Zennie Abraham Biography
Zennie Abraham CEO of Zennie62Media Biography
Chicago-born Zennie Abraham has emerged as one of the premier media entrepreneurs in Oakland. Zennie Abraham, and by extension his Zennie62Media company, has established a platform of 97 blogs and hundreds of social media outlets that is amoung the largest in the San Francisco Bay Area, if not the largest.
Zennie Abraham has a long history of work in and service to his beloved Oakland, California. While at Skyline High School, Zennie entered a design contest for the then-proposed reformation of what is now Frank Qgawa Plaza. The zig-zag step pattern that’s part of the lawn today came directly from his plans – even though at the time, he finished as runner-up (something that haunts him to this day). Zennie thanks Frank Qgawa Plaza architect Yui Hay Lee for not forgetting his idea.

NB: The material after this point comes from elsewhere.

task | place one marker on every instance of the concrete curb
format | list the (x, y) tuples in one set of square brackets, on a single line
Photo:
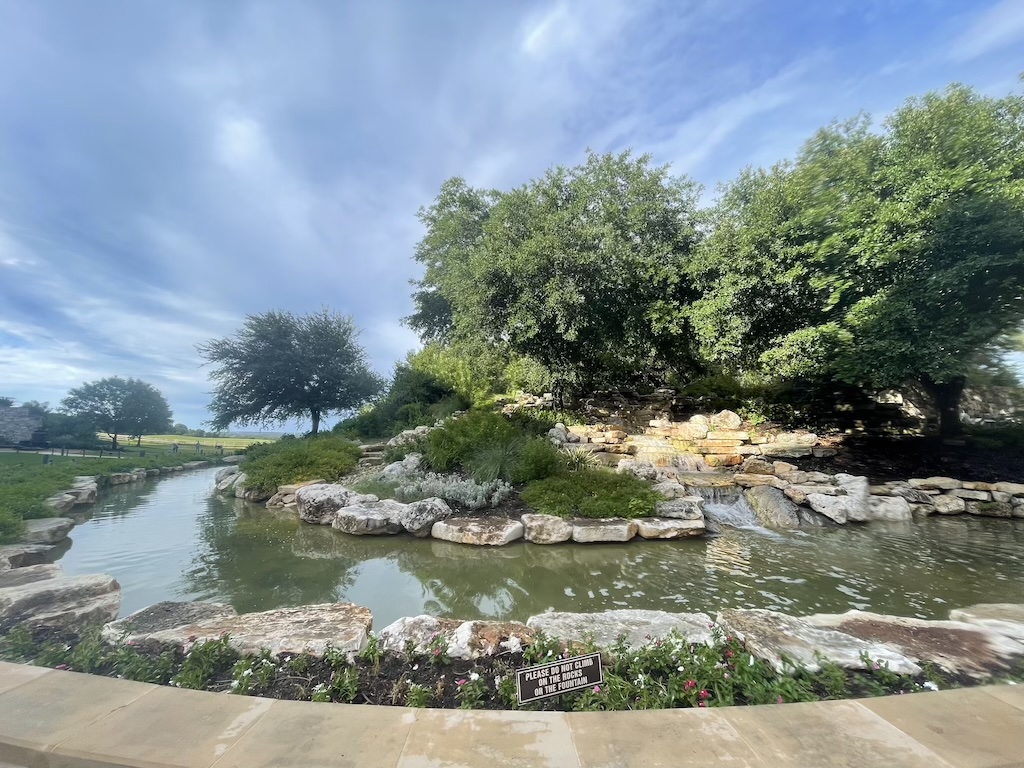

After earning his BA in urban planning and economics at Texas-Arlington, Zennie returned to Oakland, and became a student at the number-one-ranked Master of City Planning Program at the University of California at Berkeley. Zennie’s focus at Berkeley? Oakland economic development.
That formed the foundation for his internship with the Oakland Redevelopment Agency, his establishment of an economic consulting company, Alameda County Supervisor Keith Carson’s placement of Zennie on the Alameda Base Reuse Committee, Chris Treadway hiring him as a columnist for The Montclarion, then-Oakland Mayor Elihu Harris hiring him as his economic advisor (and asking him to work with everyone from the Oakland Raiders to real estate developers), and Oakland Mayor Jerry Brown and City Adminstrator Robert Bobb tapping him to run the effort to bring the 2005 Super Bowl to Oakland.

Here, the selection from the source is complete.